The templex is a recently introduced topological object bridging homologies and templates for chaotic attractors: its cell complex encodes the directionless properties of the attractor's branched manifold in phase space, and its directed graph captures the flow-compatible paths starting and ending in joining loci. Algebraic topology is deeply connected to category theory because it studies spaces by translating them into algebraic objects through structure-preserving mappings. The homology functor translates structural properties into a set of layered invariants called homology groups. The templex is shown here to play the same role for directed spaces that cell complexes play for spaces. The directed properties of a templex are found therewith to admit a functorial formulation. This formulation provides a rigorous foundation for a theory of chaos topology developed so far algorithmically, and establishes operationally a topological criterion for finite-time chaos. A climatic simulation and an experimental speech signal are analyzed as illustrative applications.
Paper Structure (16 sections, 25 equations, 3 figures, 2 tables)

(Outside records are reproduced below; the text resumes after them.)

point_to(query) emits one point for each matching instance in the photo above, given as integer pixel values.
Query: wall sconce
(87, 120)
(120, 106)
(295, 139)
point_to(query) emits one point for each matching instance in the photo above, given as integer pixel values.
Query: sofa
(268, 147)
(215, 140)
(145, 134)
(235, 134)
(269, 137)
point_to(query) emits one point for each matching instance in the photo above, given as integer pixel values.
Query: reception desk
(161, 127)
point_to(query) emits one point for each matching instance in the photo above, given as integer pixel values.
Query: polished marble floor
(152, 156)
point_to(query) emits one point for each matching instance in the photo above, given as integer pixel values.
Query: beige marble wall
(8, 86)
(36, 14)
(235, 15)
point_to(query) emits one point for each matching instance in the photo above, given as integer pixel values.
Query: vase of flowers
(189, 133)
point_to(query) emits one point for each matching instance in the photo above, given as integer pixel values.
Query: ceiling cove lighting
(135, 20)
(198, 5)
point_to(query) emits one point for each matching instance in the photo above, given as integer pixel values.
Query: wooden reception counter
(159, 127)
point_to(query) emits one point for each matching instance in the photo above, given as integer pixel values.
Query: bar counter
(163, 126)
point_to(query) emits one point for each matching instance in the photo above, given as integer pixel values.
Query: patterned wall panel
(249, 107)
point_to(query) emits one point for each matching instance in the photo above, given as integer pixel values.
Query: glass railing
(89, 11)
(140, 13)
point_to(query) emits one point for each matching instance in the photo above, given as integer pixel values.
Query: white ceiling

This paper contains 16 sections, 25 equations, 3 figures, 2 tables.

Figures (3)

  • Figure 1: The time series of the pressure fluctuation values (in arbitrary units) as a function of their position in the data file. (a) The entire time series for $t = 0.147~\text{sec}$. (b) The three--dimensional time--delay embedding of the time series, with $\tau=5$.
  • Figure 2: Forgetful functor analysis of the time series in Fig. \ref{['data']}. (a) Point cloud segmented into the $2$-cells of the BraMAH complex (faces are omitted for clarity). (b) Directed multigraph obtained as the union of the three generatexes $G_1$ in green, $G_2$ in blue, and $G_3$ in red; parallel edges indicate bonds — the triple one $B_{123}$ and the double one $B_{12}$. Removing parallel edges yields the digraph of the templex. (c) Generatex visitation sequence extracted from the time series [$\mu$sec].
  • Figure 3: (a) Directed multigraph obtained as the union of the six generatexes in red, blue, green, magenta, orange and gray for the templex of the aperiodically forced wind--driven double gyre example. (b) Generatex visiting sequence extracted from the time series (in years) of an individual solution, shown in Fig. 15 of Ref. charo2025topological.